Le liquide amniotique prélevé est négatif, le placenta aura joué son rôle de filtre. Tout ira bien.
Le liquide amniotique prélevé est positif, il infeste bébé.
Le liquide amniotique prélevé est positif, il infecte bébé.
En médecine, infester signifie « entrer dans l'organisme et l'envahir », lorsqu'on parle de parasites. Ce dernier sens se rapproche du premier sens du verbe infecter, mais l'idée de contamination est absente du verbe infester.
Dans notre cas, le liquide amniotique est positif au CMV, le placenta n’a pas joué son rôle de filtre, bébé est infesté.
Cette nouvelle n’est pas réjouissante. On ne pourra pas souffler.
On nous parle des risques, de la possibilité de choisir l’IMG.
Le monde s’effondre à nouveau autour de moi. Pourtant, à l’écran, mon bébé est parfait. Aucune malformation n’est détectée, aucun retard de croissance.
Nous poursuivons les examens, tous les quinze jours. Il m’est impossible d’être sereine, de me projeter.
Et si je faisais les mauvais choix ? Un jour j’y crois, un jour j’ai peur, peur de perdre mon bébé, peur de prendre le risque de continuer cette grossesse. Peur de ces trois lettres, C.M.V.
L’IRM est réalisée en décembre. A 34 semaines de grossesse. Elle aura lieu à l’hôpital de Hautepierre à Strasbourg.

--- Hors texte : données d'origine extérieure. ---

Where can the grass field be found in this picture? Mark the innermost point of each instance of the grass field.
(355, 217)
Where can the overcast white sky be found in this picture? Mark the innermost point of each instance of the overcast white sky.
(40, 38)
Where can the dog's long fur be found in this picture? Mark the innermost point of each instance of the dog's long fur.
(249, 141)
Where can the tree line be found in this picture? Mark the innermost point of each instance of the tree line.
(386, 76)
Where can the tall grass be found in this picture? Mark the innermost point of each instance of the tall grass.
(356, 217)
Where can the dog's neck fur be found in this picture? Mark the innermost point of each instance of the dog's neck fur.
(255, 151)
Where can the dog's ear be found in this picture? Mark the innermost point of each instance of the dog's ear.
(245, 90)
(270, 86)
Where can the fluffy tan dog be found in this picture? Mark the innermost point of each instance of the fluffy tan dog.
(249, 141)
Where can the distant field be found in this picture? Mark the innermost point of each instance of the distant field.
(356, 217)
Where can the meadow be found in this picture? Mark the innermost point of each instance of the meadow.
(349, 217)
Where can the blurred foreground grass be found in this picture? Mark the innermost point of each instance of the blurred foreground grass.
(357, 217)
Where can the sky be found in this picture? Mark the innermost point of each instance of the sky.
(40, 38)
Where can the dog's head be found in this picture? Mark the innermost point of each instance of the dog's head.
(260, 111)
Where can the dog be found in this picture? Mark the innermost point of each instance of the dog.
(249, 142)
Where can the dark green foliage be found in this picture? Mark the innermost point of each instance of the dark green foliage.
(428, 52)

Je suis d’abord prise en charge pour faire une échographie de contrôle, encore une. Puis direction la radiologie. Il y a un monde fou, c’est effrayant, oppressant. Cet hôpital est gigantesque, tout comme mon ventre à ce stade. J’ai de la peine à marcher.
Nous arrivons dans la salle d’attente, le personnel est bienveillant. On nous explique le déroulement de l’examen. Tout se passe comme expliqué. On ressort et on attend les résultats. Le professeur en neurologie pédiatrique nous recevra dans les deux prochaines heures.

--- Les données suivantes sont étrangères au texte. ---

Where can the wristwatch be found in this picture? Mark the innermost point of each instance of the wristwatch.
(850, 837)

Le monde, MON monde s’effondre une nouvelle fois. Je ne sens plus mon corps, le son de ses paroles s’éloigne. Il y a une tâche sur les images du cerveau de notre fille. Le professeur ne peut expliquer quelle partie est touchée mais pour lui il y a un doute sérieux. Ça peut être sérieux, ou moins. J’éclate en sanglots, inconsolable. On regagne le parking, direction maison…. Je suis muette après avoir pleuré toutes les larmes de mon corps.

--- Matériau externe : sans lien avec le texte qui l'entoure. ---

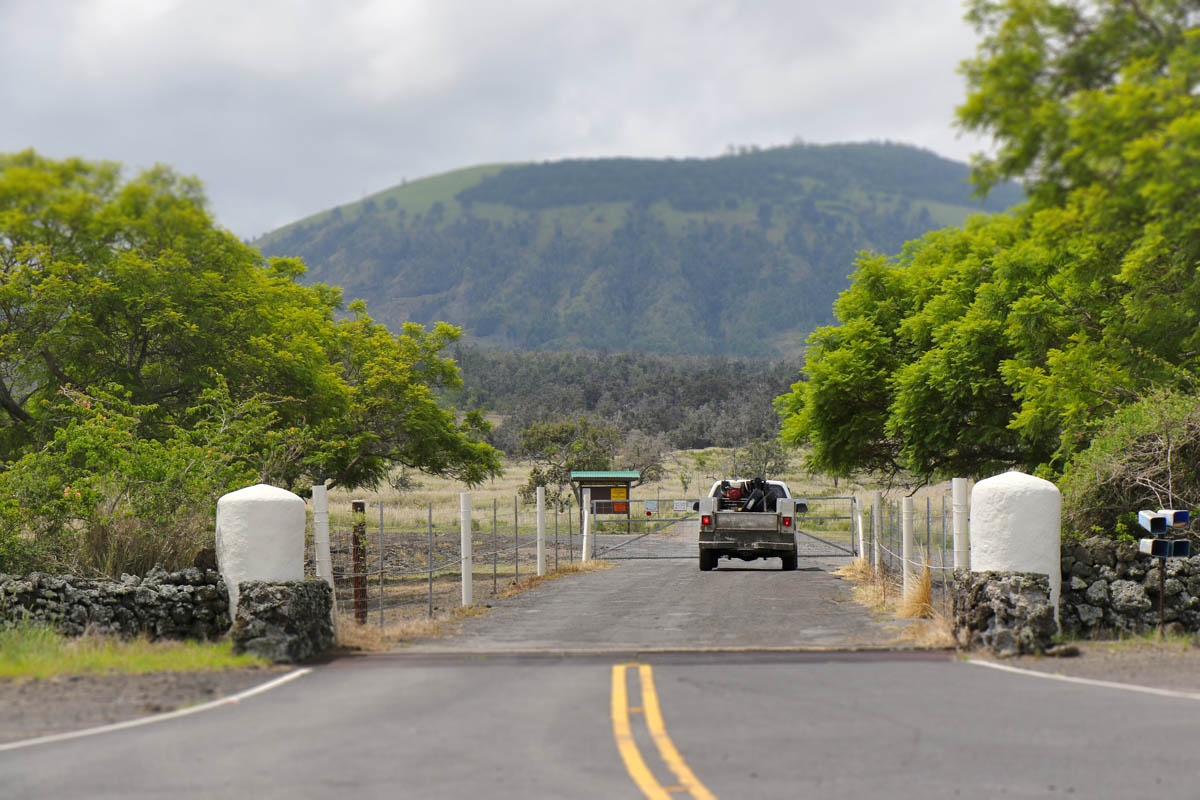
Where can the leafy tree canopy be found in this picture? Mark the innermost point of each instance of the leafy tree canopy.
(127, 283)
(1009, 341)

Les deux jours suivants, je les passe à dormir, pour me couper de tout, de la vie, des autres.
Mon téléphone sonne, je dors, je n’entends rien. Mais à mon réveil, je constate un appel manqué de mon gynécologue mulhousien. Je le rappelle. Il m’informe qu’il a reçu les clichés et le compte-rendu de mon IRM. Il a pris l’initiative de les transférer à l’hôpital Necker à Paris pour consultation, en commission avec les plus grands spécialistes en la matière.
« Je tenais à vous annoncer cette bonne nouvelle de vive voix : cette tâche n’est rien ! C’est une mauvaise interprétation des nuances de couleurs. Les clichés sont parfaits ! Nous sommes unanimes ! » Quoi ? Je n’ai pas compris ! Qui ? « Maud, vous pouvez souffler maintenant ! Un grand coup ! Tout va bien. »
Je n’ose pas y croire. Je ne réalise pas de suite. J’ai peur des montagnes russes, d’être à nouveau déçue.
Mais tout est ok et il décide d’annuler tous nos derniers rendez-vous en me disant de profiter des dernières semaines plus sereinement. Il me reste cinq semaines, cinq semaines pour trouver un joli prénom à cette demoiselle. Cinq semaine pour y croire. Je continue de voir ma sage-femme, une fois par semaine, elle m’apaise, m’épaule, me relaxe.
Maëlle naîtra trois semaines avant terme. 4kilos et 52 centimètres. C’est effectivement la plus petite et la plus légère de mes quatre enfants à la naissance. Un accouchement express, sans douleur, sans assistance, très physiologique, comme je l’ai rêvé.
A sa naissance, une batterie de test ont été fait : fond d’œil, tests auditifs, échographie cérébrale et tests urinaires et sanguins. Les test sanguins et urinaires sont revenus positif (évidemment) au CMV mais les tests auditifs, l’échographie et le fond d’œil sont parfaits.
Maëlle est asymptomatique.
Nous avons refait les tests auditifs à cinq semaines de vie puis à trois mois. Nous aurons un contrôle par an puisque tout est satisfaisant, jusqu’à l’âge de 7 ans.